Harb kabinesi çekilmek üzeredir. Bahriye'deki kâğıtlarımı topluyorum (FRA-ZD, 18). Demiryolu servisi durmak üzere idi (FRA-ZD, 81).

Tuna yukarısında iki imparatorluk, Akdeniz kıyısında bir imparatorluk ve Tuna kenarında bir krallık devrilmek üzere idi (FRA-ZD, 101).

Kıskançlığın çirkinliğini, öyle ince bir duyarlılıkla, öyle bir içtenlikle, öyle güzel anlatıyordu ki, fena halde duygulanmıştım, ağlamak üzereydim nerdeyse (MU-BDA, 234).

Çünkü arkadaşım Nejat Harmancı, yatağımın kenarına oturmuş, yüzüme sevecen küçük tokatlar atarak, "Türkiye'nin, Balkanların ve Ortadoğunun en iyimser hastası kendine gelmek üzere şimdi" diyordu, beni kesip biçen meslektaşına (MU-BDA, 18).

Ne oluyordu? Ovadaki çarpışma acaba kasabaya mı sirayet etmişti? Müslümanlarla Hıristiyanlar arasında bir vaka mı çıkmak üzereydi? Böyle bir şey olursa felâketti (KT-YG, 75).

Köpek öldü. Ölen köpek dişiydi. Bu erkektir. Bu yavruyu o günlerde birisi istemiş, vermek üzereydim.
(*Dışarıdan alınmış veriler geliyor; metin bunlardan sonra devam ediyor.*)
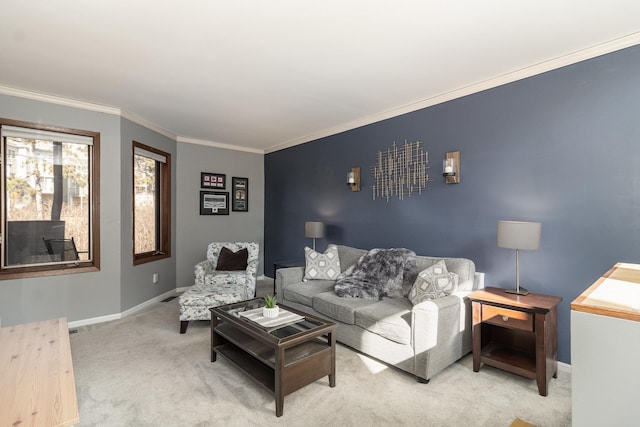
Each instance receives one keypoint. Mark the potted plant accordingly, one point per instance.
(270, 308)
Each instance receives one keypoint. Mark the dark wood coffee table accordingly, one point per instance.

Hayvan ölünce yadigârını muhafaza ettim... (SFA-MK, 139).

Bir akşam Fakülteden dönünce, bir de baktım ki, Şefika sokağa çıkmak üzere (MU-BDA,

115).

Sonra, peşimde kalabalık, "aklınızı başınıza toplayın, adam olun!" diye bağırarak, şehir turu yapan ve kalkmak üzere olan otobüse binerken, kalabalıktan kopan çocuk yanıma geldi (MU-BDA,

154).

2.1.2. Varsayımsal yakınlık-yaklaşma

Aşağıdaki örnekte sanki sözcüğünden dolayı benzerlik açısından varsayımsal yakınlık ilişkisi söz konusudur:

Yani önlemin her çeşidi alınmış. Başkenti dağdan inen gerillalar basmak üzere sanki

(MU-BDA, 307).

2.1.3. Amaç

Fiil + -mAk üzere yapısının işlevlerinden biri de amaç bildirmesidir. Fiil + –mAk üzere

yapısının amaç bildirdiği kullanımlarda ilgili eylemdeki oluş, kılış, durum yakın geleceğe yönelik amacı ifade etmektedir. Bazı kullanımlarda ilgili cümledeki geçmiş zamana yönelik zarfın da belirleyiciği ile geçmişteki amaç-niyetin ifadesi söz konusudur. Fiil + –mAk üzere yapısının amaç bildirme işleviyle kullanıldığı örneklerde amaç-niyet-istek kavramlarının iç içeliği dikkat çekmektedir. Fiil + –mAk üzere yapısının amaç ifade ettiği kullanımlarda üzere edatı için edatına denk bir kullanım sergilemektedir:

Eceli mi ayağına dolaştı, ne idi, bu katil bir Rus vapuruna binmiş, Romanya'ya gitmek üzere İstanbul'dan geçiyordu (ZD-FRA, 23).

(5)

Onun için akşamları şeddin üstünde cıgara tüttüren, kimsenin sevmediği, konuşmadığı, çekindiği adamla ahbaplık etmek üzere yanına ben yanaşıyorum (SFA-MK, 138).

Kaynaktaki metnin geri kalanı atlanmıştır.